Der Regen in den vergangenen Tagen hat den Weg in eine Schlammpiste verwandelt. »Wir haben leider keine Kanalisation hier«, entschuldigt sich Mirko Sandic und stapft durch tiefe Pfützen. Der stämmige Mann zieht den Reißverschluss seiner Trainingsjacke hoch. Nachmittags wird es empfindlich kalt am Donauufer am Stadtrand von Belgrad. »Schon zehn Jahre leben wir in diesem Loch«, sagt Sandic und deutet auf eine Holzhütte. 500 Roma leben in der Barackensiedlung in einer Industriebrache mit dem Namen »Deponija«. Sandic war mit seiner Familie im Juni 1999 aus Kosovo in die serbische Hauptstadt geflohen.

Mirko Sandic ist einer der Flüchtlinge des Kosovo-Krieges, die von der Welt vergessen wurden. »Wir sind damals aus unserem Dorf im Osten Kosovos geflohen, weil wir Angst hatten«, erinnert er sich. Nationalistische Albaner hätten im Nachbardorf die Häuser von Nicht-Albanern angezündet. Daraufhin sei die Familie nach Belgrad geflohen. »Ich sammle und verkaufe Altpapier«, erklärt Sandic, wie sich die Familie seither über Wasser hält. »Die Rückkehr ist unmöglich«, meint er, »Wir haben immer noch Angst.«

Die Sandics sind kein Einzelfall. Das Flüchtlingshilfswerk UNHCR schätzt, dass nach der NATO-Intervention im Frühjahr 1999 weit über 237 000 Serben, Roma und andere Nicht-Albaner aus Kosovo geflohen sind. Die meisten haben sich in Serbien in Sicherheit gebracht. Vor allem Roma haben auch versucht, in ein Land der Europäischen Union zu gelangen. Der Weg dorthin war freilich gefährlich. Die italienische Presse berichtete im Sommer 1999 immer wieder von Kosovo-Roma, die beim Versuch, die Adria zu überqueren, ertrunken waren.
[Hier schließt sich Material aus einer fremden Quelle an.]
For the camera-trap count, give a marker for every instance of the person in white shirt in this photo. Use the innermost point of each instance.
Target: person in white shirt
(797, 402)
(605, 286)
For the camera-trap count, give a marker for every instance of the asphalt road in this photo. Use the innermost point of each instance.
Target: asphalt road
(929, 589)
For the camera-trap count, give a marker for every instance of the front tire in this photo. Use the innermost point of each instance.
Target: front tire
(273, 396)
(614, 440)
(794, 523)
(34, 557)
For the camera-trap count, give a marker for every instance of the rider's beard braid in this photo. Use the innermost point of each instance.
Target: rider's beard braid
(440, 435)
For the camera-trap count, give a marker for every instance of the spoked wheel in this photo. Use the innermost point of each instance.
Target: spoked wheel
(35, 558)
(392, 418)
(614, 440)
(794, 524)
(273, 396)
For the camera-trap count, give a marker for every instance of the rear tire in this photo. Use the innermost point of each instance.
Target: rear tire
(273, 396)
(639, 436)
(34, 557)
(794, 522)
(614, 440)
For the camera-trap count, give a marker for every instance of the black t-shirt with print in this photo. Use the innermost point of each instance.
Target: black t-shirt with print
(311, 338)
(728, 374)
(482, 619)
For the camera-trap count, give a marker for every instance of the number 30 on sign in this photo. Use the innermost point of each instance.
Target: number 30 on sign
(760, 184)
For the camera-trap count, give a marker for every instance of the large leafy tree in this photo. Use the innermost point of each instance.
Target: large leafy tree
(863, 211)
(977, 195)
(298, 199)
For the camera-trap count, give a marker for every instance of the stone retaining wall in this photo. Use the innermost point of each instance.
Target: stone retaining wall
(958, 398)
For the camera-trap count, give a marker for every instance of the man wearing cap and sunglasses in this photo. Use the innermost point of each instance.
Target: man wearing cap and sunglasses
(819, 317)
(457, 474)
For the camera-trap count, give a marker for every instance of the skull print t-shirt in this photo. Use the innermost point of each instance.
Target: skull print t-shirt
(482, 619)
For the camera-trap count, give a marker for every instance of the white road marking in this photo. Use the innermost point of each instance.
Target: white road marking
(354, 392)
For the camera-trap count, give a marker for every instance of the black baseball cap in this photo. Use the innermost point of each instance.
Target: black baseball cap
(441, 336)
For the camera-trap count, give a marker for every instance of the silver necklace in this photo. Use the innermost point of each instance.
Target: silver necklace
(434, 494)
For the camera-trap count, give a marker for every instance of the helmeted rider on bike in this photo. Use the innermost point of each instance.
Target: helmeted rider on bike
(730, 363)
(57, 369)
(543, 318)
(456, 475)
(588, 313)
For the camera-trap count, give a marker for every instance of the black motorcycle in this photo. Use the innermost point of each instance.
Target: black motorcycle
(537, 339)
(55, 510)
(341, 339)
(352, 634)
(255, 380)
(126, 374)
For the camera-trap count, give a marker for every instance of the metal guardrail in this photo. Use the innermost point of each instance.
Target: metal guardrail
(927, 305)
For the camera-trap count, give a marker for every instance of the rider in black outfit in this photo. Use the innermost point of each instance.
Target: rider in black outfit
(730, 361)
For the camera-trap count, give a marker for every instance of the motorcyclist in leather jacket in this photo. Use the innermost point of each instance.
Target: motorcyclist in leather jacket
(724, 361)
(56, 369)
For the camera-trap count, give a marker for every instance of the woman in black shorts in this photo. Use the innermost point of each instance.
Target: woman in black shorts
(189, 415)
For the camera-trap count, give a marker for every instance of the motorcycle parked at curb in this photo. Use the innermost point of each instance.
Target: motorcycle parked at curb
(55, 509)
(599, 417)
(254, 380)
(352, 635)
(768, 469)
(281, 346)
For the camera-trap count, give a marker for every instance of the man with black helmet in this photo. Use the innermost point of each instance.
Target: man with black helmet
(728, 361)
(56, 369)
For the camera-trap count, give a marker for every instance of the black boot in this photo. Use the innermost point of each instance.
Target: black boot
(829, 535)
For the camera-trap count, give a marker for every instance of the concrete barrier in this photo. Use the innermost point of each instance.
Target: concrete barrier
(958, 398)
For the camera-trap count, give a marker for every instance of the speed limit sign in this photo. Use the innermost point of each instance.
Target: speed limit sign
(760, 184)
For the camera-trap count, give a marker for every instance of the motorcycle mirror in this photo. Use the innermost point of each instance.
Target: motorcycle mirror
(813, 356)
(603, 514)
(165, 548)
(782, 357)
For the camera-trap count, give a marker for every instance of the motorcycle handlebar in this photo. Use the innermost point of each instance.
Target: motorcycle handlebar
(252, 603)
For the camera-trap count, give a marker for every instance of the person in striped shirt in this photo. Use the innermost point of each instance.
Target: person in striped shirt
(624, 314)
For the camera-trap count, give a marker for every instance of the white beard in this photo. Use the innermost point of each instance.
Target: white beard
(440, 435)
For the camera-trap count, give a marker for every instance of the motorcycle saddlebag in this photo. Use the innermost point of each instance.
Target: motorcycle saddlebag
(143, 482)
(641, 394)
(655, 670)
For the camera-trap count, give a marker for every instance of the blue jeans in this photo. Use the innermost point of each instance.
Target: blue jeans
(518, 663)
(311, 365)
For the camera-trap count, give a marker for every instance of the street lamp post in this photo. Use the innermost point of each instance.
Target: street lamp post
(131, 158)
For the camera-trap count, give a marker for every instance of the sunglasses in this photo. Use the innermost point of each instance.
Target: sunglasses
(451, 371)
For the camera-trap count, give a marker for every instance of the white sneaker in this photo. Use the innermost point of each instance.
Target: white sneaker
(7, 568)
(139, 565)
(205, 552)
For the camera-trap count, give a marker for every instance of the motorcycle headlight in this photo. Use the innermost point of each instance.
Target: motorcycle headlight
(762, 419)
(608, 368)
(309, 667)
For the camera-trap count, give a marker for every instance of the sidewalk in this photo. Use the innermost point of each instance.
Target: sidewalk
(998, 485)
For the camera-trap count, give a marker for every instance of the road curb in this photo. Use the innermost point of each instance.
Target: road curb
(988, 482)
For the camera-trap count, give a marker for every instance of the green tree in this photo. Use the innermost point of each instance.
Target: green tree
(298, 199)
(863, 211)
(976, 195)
Eine Statistik über die Zahl der Toten wurde nie erstellt. Alleine in Deutschland leben heute über 35 000 Kosovo-Roma.

Für die westlichen Staaten ist die Flüchtlingstragödie bis heute ein politisches Problem, über das ungern gesprochen wird. Offiziell wurden die NATO-Luftangriffe mit der Notwendigkeit begründet, es gelte, »ethnische Säuberungen« zu stoppen, die das Regime von Slobodan Milosevic gegen die kosovo-albanische Bevölkerung angeordnet habe. Aber nach dem Einmarsch der NATO-Truppen unternahmen diese andererseits nichts, um die Vertreibung von Serben und Roma durch nationalistische Albaner zu stoppen. »Es brannten einfach überall Häuser«, erinnert sich Claude Cahn vom European Roma Right Center (ERRC), dessen Beobachter im Sommer 1999 die NATO scharf kritisierten.
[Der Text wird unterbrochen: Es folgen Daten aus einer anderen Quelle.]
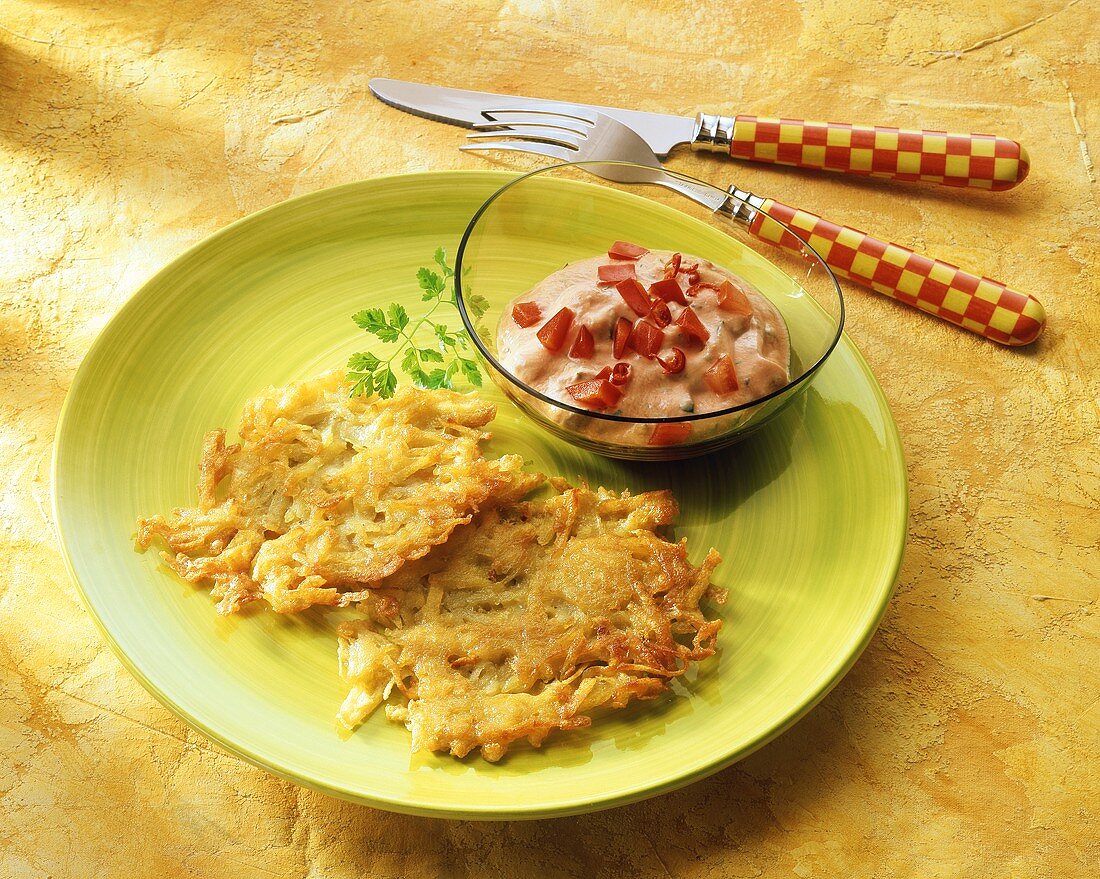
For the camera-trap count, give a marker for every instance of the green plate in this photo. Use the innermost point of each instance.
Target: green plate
(810, 515)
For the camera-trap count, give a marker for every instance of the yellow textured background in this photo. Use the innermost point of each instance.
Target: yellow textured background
(965, 740)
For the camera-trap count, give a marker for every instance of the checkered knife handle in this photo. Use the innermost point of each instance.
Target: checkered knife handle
(981, 161)
(978, 304)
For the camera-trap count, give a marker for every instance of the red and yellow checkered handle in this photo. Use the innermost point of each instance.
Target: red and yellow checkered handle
(978, 304)
(981, 161)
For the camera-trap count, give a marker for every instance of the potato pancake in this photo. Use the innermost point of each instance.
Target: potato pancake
(328, 493)
(527, 619)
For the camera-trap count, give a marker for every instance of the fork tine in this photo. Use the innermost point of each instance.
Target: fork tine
(581, 131)
(519, 146)
(523, 133)
(540, 111)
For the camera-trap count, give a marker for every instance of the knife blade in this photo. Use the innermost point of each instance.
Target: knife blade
(978, 161)
(460, 107)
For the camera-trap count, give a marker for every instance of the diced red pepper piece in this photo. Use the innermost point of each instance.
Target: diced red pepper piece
(622, 339)
(668, 289)
(553, 331)
(615, 273)
(660, 315)
(597, 393)
(624, 250)
(584, 345)
(692, 326)
(647, 339)
(670, 433)
(674, 362)
(526, 314)
(634, 295)
(733, 298)
(620, 374)
(722, 377)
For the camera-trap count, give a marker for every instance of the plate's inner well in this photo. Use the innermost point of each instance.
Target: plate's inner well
(809, 515)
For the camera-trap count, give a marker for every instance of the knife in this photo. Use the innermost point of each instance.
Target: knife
(978, 161)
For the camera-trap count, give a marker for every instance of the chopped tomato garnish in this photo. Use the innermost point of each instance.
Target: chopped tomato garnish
(674, 362)
(733, 298)
(647, 339)
(597, 393)
(622, 339)
(553, 331)
(615, 273)
(672, 266)
(526, 314)
(692, 326)
(660, 315)
(634, 295)
(668, 289)
(670, 435)
(722, 377)
(624, 250)
(583, 344)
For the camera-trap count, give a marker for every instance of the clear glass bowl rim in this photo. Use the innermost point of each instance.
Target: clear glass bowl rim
(472, 332)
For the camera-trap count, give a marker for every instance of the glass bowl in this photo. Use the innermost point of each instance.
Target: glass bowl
(543, 220)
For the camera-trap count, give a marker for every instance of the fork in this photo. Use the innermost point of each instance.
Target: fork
(972, 301)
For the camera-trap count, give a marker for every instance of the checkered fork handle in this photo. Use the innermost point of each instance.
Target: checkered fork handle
(980, 161)
(977, 304)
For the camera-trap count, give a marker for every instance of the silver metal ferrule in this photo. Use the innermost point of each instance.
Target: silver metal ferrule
(713, 132)
(741, 206)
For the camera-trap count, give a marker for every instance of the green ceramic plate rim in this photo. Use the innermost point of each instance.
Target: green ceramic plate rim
(641, 791)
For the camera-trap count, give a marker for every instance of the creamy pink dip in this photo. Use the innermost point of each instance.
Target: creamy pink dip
(757, 343)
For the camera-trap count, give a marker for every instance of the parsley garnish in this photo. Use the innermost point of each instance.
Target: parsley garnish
(374, 374)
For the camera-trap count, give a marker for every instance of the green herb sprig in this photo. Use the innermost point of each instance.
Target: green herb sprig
(372, 373)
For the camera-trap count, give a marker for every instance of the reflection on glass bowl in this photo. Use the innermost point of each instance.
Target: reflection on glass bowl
(539, 223)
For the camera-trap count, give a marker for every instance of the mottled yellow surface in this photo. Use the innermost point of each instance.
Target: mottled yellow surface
(965, 740)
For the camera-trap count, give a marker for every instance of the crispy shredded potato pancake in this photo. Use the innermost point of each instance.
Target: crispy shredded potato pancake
(529, 618)
(328, 494)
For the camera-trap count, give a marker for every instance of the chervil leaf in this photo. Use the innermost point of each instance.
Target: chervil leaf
(409, 363)
(398, 316)
(471, 372)
(436, 380)
(371, 373)
(477, 305)
(363, 362)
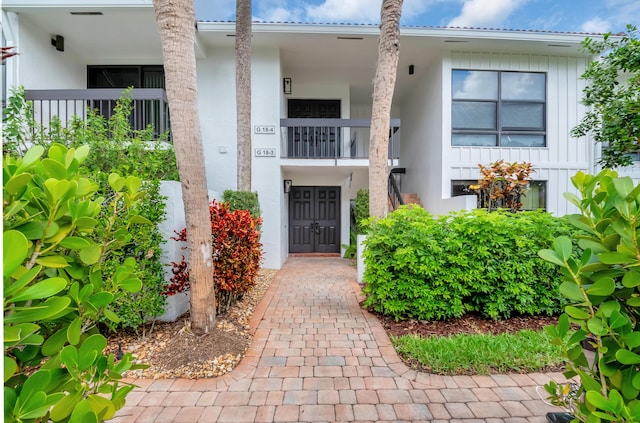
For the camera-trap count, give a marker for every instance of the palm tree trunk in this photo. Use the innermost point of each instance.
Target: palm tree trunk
(176, 21)
(243, 92)
(383, 87)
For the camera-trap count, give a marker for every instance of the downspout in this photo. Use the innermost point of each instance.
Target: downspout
(10, 35)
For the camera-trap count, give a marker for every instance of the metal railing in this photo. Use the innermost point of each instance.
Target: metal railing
(311, 138)
(150, 106)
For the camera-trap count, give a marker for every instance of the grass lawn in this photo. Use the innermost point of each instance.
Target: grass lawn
(525, 351)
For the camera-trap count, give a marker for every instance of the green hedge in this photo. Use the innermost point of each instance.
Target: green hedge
(472, 261)
(243, 200)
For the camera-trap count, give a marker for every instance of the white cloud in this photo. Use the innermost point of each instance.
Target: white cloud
(355, 11)
(223, 9)
(596, 25)
(280, 14)
(485, 12)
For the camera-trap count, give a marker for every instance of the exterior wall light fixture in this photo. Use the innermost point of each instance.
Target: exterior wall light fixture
(286, 85)
(287, 186)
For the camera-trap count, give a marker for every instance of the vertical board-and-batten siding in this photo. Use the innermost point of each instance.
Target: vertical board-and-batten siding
(562, 157)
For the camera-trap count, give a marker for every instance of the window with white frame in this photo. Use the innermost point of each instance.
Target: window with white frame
(534, 198)
(498, 108)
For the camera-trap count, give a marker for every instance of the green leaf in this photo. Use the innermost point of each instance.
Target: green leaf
(111, 315)
(34, 384)
(632, 339)
(74, 330)
(15, 248)
(69, 356)
(41, 290)
(131, 284)
(32, 230)
(596, 327)
(31, 156)
(63, 409)
(116, 182)
(10, 368)
(82, 152)
(55, 342)
(602, 287)
(90, 349)
(101, 299)
(636, 381)
(91, 254)
(631, 279)
(563, 247)
(83, 413)
(103, 407)
(51, 307)
(551, 256)
(577, 313)
(85, 223)
(627, 357)
(572, 291)
(74, 243)
(616, 258)
(618, 320)
(54, 169)
(14, 208)
(595, 246)
(52, 261)
(17, 182)
(138, 219)
(133, 184)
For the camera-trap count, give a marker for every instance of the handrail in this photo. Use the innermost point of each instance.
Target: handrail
(96, 94)
(150, 105)
(331, 138)
(395, 196)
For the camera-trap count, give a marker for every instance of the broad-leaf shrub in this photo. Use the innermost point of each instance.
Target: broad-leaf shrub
(421, 267)
(55, 292)
(242, 200)
(237, 252)
(114, 147)
(602, 287)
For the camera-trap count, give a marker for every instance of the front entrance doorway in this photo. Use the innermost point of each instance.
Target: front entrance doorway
(314, 220)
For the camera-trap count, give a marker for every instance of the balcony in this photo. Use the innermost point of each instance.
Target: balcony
(332, 138)
(150, 106)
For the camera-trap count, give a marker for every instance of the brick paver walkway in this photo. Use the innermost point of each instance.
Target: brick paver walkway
(317, 357)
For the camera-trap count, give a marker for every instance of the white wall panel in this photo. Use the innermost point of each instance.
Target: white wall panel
(562, 157)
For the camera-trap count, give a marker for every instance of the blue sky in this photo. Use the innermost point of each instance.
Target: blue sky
(558, 15)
Auch zehn Jahre später bleibt die Lage angespannt. Zwar kommt es in Kosovo nicht mehr zu militärischen Auseinandersetzungen. Aber dauerhafter Frieden ist auch nicht in Sicht. Erst vor rund zehn Tagen wurde nachts aus Maschinenpistolen auf das Haus einer Rückkehrerfamilie im Dorf Ljug in Ostkosovo geschossen. In der Nähe wurden am Abend zuvor zwei Rückkehrerhäuser angezündet. Die wenigen tausend Serben und Roma, die in mehrheitlich von Albanern besiedelte Gegenden zurückgekehrt sind, leben in einem Klima von Drohungen und Übergriffen.
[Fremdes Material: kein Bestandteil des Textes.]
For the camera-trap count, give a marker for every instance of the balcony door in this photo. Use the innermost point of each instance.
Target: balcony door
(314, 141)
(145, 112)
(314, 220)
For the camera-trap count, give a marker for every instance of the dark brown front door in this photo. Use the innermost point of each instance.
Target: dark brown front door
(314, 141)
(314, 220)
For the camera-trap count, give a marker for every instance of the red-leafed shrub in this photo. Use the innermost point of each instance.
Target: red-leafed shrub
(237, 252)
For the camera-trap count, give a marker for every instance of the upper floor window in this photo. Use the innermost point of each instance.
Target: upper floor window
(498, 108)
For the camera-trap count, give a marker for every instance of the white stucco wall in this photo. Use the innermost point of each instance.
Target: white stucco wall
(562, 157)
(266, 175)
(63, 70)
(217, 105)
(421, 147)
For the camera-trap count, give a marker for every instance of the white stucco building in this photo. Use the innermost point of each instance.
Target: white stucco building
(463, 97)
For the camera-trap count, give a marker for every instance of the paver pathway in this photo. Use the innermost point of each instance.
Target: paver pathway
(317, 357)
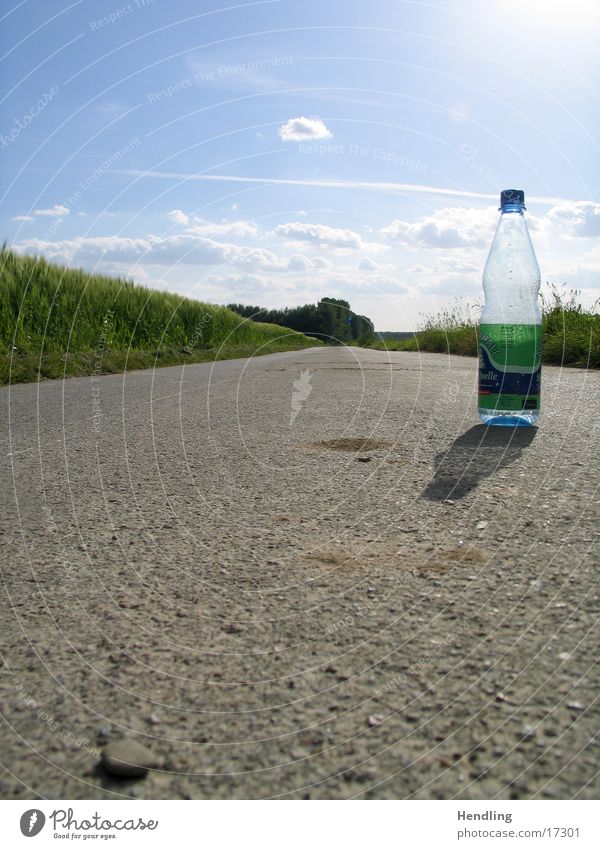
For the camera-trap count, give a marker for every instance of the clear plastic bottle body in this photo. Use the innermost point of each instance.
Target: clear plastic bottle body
(510, 326)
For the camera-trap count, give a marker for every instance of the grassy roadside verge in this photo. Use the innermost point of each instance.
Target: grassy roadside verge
(570, 334)
(26, 368)
(57, 322)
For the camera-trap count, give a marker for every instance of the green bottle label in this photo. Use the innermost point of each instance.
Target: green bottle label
(510, 357)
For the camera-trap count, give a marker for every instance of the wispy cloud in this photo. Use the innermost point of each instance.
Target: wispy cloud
(400, 188)
(56, 211)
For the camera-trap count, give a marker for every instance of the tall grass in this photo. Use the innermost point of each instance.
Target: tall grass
(51, 314)
(570, 333)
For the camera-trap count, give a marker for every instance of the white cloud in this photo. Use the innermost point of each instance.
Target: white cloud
(453, 227)
(322, 235)
(223, 228)
(367, 264)
(304, 129)
(53, 212)
(577, 218)
(177, 216)
(188, 249)
(298, 262)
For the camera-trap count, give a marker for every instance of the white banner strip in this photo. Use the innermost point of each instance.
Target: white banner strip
(297, 825)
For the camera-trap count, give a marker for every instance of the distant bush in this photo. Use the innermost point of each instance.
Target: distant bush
(331, 320)
(48, 312)
(570, 333)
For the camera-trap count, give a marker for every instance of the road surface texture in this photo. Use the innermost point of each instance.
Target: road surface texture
(304, 575)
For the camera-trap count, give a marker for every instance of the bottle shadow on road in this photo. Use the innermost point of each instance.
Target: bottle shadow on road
(474, 456)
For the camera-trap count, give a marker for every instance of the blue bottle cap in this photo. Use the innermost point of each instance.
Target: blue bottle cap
(512, 197)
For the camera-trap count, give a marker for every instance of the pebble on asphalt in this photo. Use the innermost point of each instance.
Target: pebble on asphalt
(127, 759)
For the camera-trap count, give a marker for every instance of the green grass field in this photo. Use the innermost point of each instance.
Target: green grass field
(570, 334)
(56, 322)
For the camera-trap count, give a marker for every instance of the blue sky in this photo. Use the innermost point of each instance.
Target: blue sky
(275, 152)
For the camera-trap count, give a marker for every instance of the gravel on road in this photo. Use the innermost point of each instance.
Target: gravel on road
(304, 575)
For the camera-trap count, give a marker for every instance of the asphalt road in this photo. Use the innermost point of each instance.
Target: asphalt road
(308, 584)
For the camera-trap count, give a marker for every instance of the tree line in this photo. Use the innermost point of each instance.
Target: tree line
(331, 320)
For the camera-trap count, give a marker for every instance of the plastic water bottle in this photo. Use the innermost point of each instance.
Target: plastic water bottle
(510, 331)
Das mussten bisher auch die deutschen Behörden einräumen. Während die Innenminister Kosovo- Albaner und andere albanische sprechende Minderheitengruppen wie die Ashkali aus Deutschland abschieben lassen, gilt für Kosovo-Roma und Kosovo-Serben aus Sicherheitsgründen noch immer ein Abschiebestopp. Menschenrechtsgruppen und Betroffene fürchten allerdings, dass dieser bald fallen gelassen wird. Im Februar hat die Berliner Große Koalition die Forderung der LINKEN nach dauerhaftem Bleiberecht für die Kosovo-Flüchtlinge in Deutschland abgelehn.